Justice

Maroc : le procès des 54 militants du Hirak dans la dernière ligne droite

Nasser Zefzafi, le chef du Hirak, dans le Rif marocain, conteste la véracité du procès verbal dressé par la police. © Aboussi Mohamed/AP/SIPA

Le procès des 54 accusés liés au mouvement de protestation du Hirak, qui a agité le nord du Maroc entre l'automne 2016 et l'été 2017, est entré dans sa dernière ligne droite lundi avec les plaidoiries des avocats de la défense.

Les premières plaidoiries ont concerné le journaliste Hamid el Mahdaoui qui assure avoir été « impliqué dans ce dossier pour justifier la thèse de la police qui accuse le Hirak de violence ». Connu pour ses prises de position tranchées contre le pouvoir marocain, ce journaliste a été arrêté le 20 juillet 2017 dans le Rif, pour « non dénonciation d’une tentative de nuire à la sécurité intérieure de l’Etat ».

On l’accuse d’avoir reçu un appel d’un Marocain résidant aux Pays-Bas évoquant « des armes destinées au Hirak » et de n’avoir pas alerté la police. D’après Reporters sans frontières, qui le soutient, il risque deux à cinq ans de prison ferme. C’est le seul présent devant la chambre criminelle de la cour d’appel de Casablanca, les 53 autres accusés ayant décidé de boycotter le procès pour dénoncer la « partialité » de la justice .

Des chefs d’accusations passibles de la peine de mort

En leur absence, l’avocat général a requis la semaine dernière des peines correspondant aux charges. Pour les chefs d’accusation les moins graves, notamment la participation à des manifestations non autorisées, les accusés risques deux ans de prison. Les plus graves, comme l’atteinte à la sécurité de l’État, sont passibles dans les textes de la peine de mort.

Les peines les plus graves visent notamment le leader du mouvement, Nasser Zefzafi, 39 ans, arrêté pour avoir interrompu le prêche d’un imam ouvertement hostile au mouvement dans une mosquée d’Al-Hoceïma, l’épicentre de la protestation qui a secoué la région historiquement frondeuse et marginalisée du Rif.

Les manifestations ont fait plus de 600 blessés parmi les forces de l’ordre et 7 millions de dirhams de dégâts matériels (environ 630 000 euros), selon les conclusions des avocats des parties civiles qui représentaient l’Etat et ses agents dans le procès.

Une « approche sécuritaire » critiquée

Les parties civiles ont plaidé pour la condamnation de tous ceux qui ont participé aux protestations déclenchées par la mort d’un vendeur de poissons, broyé dans une benne à ordures en octobre 2016.

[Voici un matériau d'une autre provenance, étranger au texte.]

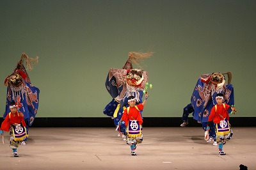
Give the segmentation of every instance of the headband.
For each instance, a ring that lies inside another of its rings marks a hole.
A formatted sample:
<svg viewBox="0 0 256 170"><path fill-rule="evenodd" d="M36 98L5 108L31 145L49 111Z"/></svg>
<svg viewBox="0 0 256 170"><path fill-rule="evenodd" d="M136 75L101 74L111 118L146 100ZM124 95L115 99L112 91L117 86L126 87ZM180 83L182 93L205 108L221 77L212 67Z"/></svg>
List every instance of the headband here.
<svg viewBox="0 0 256 170"><path fill-rule="evenodd" d="M217 98L224 99L224 98L223 97L216 97L215 98L216 99L217 99Z"/></svg>
<svg viewBox="0 0 256 170"><path fill-rule="evenodd" d="M9 108L10 108L10 109L12 109L12 108L17 107L18 107L17 105L10 105L10 106L9 106Z"/></svg>
<svg viewBox="0 0 256 170"><path fill-rule="evenodd" d="M132 98L132 99L128 100L128 102L132 102L132 101L136 101L136 99L135 98Z"/></svg>

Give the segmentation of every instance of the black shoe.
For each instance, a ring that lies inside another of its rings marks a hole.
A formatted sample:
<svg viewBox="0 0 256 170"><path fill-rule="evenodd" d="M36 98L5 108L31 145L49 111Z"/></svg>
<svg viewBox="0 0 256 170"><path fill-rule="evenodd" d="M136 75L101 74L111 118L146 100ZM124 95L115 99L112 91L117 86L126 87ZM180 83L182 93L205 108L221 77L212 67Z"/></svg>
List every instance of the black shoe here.
<svg viewBox="0 0 256 170"><path fill-rule="evenodd" d="M131 154L132 156L136 156L136 155L136 155L135 151L132 151L131 152Z"/></svg>
<svg viewBox="0 0 256 170"><path fill-rule="evenodd" d="M222 150L219 152L220 155L226 155L226 153Z"/></svg>
<svg viewBox="0 0 256 170"><path fill-rule="evenodd" d="M19 157L18 153L17 153L17 152L13 152L13 157Z"/></svg>

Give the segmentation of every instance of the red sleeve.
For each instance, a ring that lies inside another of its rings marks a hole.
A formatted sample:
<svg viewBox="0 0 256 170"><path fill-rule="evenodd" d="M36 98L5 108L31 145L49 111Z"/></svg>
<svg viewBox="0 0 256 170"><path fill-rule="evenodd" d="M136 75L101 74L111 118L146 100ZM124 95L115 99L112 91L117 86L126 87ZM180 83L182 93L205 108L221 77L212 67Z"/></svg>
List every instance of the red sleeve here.
<svg viewBox="0 0 256 170"><path fill-rule="evenodd" d="M138 109L139 109L140 111L142 111L144 109L144 105L141 103L137 105Z"/></svg>
<svg viewBox="0 0 256 170"><path fill-rule="evenodd" d="M9 132L11 123L10 122L9 114L5 117L4 120L2 122L1 129L6 132Z"/></svg>
<svg viewBox="0 0 256 170"><path fill-rule="evenodd" d="M226 118L228 120L229 120L229 114L228 112L228 110L230 109L230 106L229 105L228 105L227 104L225 104L225 110L226 110L226 112L227 112L227 116Z"/></svg>
<svg viewBox="0 0 256 170"><path fill-rule="evenodd" d="M208 117L208 121L212 121L216 114L215 105L214 105L211 110L210 115Z"/></svg>
<svg viewBox="0 0 256 170"><path fill-rule="evenodd" d="M124 120L125 122L125 126L128 125L128 116L127 116L127 109L126 108L123 112L123 115L122 116L121 120Z"/></svg>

Environ 450 personnes, selon des associations, ont été arrêtées pendant les manifestations généralement pacifiques mais parfois marquées par des heurts entre forces de l’ordre et protestataires, avec des blessés des deux côtés.

L' »approche sécuritaire » adoptée par les autorités a été critiquée par des associations de défense des droits de l’Homme, qui ont dénoncé la « répression » du mouvement et des tortures qu’auraient subi certains des meneurs après leur arrestation.